Ciro Borriello, è intervenuto ai microfoni di Radio Kiss Kiss Napoli per affrontare l’argomento Covid. Ecco in dettaglio le sue parole:”Contagi? E’ un numero importante, la maggior parte sono asintomatici ma se vanno a trovare nonni o genitori anziani diventano un potenziale pericolo. Bisogna essere cauti ed osservare il minimo delle norme. Io non voglio auspicare momenti più difficili, ma questo è un momento in cui dobbiamo fare molta attenzione, altrimenti rischiamo qualche micro chiusura, magari piccoli lockdown comunali o regionali è probabile che ci possano essere.Juve-Napoli? Sono arrabbiato per questa vicenda, ma non per il lavoro delle Asl, ma perchè questi signori piemontesi dovrebbe ringraziarci, abbiamo avuto senso di responsabilità, potremo essere da esempio per come abbiamo rispettato un’impostazione dell’autorità sanitaria.

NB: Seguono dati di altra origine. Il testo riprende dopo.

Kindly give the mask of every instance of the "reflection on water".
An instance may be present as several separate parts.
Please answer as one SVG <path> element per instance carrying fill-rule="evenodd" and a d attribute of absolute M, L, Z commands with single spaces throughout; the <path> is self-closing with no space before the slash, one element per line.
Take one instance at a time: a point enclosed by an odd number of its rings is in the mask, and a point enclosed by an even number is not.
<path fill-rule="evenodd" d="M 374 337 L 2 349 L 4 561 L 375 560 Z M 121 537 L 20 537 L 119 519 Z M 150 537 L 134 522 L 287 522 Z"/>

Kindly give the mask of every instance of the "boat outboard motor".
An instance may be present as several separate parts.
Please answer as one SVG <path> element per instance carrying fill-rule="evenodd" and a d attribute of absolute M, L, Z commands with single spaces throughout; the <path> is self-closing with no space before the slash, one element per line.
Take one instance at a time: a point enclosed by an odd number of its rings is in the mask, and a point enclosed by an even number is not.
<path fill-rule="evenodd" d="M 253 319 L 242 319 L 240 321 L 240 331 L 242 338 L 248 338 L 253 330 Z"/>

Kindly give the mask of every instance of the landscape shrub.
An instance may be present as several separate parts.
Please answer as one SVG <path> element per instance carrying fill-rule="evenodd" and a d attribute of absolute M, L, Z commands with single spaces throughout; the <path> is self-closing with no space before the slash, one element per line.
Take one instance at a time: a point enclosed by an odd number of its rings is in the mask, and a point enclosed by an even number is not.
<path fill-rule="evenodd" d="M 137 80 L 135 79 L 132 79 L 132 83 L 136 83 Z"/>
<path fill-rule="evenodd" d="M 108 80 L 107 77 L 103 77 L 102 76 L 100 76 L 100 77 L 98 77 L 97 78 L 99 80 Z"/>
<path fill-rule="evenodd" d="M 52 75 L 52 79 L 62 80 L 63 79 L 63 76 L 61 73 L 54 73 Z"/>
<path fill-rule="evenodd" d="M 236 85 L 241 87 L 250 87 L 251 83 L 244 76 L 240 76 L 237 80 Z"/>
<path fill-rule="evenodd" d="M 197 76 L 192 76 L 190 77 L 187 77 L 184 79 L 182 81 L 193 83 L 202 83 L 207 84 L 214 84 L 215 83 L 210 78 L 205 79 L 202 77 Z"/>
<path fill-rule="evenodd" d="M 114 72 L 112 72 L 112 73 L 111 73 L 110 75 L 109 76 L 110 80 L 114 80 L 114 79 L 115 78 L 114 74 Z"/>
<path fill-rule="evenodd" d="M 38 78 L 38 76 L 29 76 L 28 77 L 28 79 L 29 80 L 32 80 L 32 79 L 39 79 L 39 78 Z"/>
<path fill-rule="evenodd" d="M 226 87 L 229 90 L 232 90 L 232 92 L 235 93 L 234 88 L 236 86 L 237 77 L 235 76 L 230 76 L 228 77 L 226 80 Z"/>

Si devono vergognare per quello che hanno fatto, andare lì allo stadio e tutto.La vita è ripresa nel pieno della normalità, ho due figli che vanno a scuola e corrono un rischio tutti i giorni, è un sistema che funziona così e ci rendiamo conto che il sistema è sbagliato. Se il contagio andrà avanti dovremo dimezzare il numero degli utenti di quelli che prendono i mezzi, un giorno si va ed un giorno no, lezioni dal vivo e a casa, i mezzi pubblici sono un grande problema.Napoli-Genoa ha cambiato la storia, ci sono ancora 15-16 contagiati in casa Genoa, noi abbiamo avuto grande senso di responsabilità a non andare, eravamo potenziali untori.Protocollo? Può essere cambiato. Se non fosse stata Juve-Napoli nessuno avrebbe detto nulla”.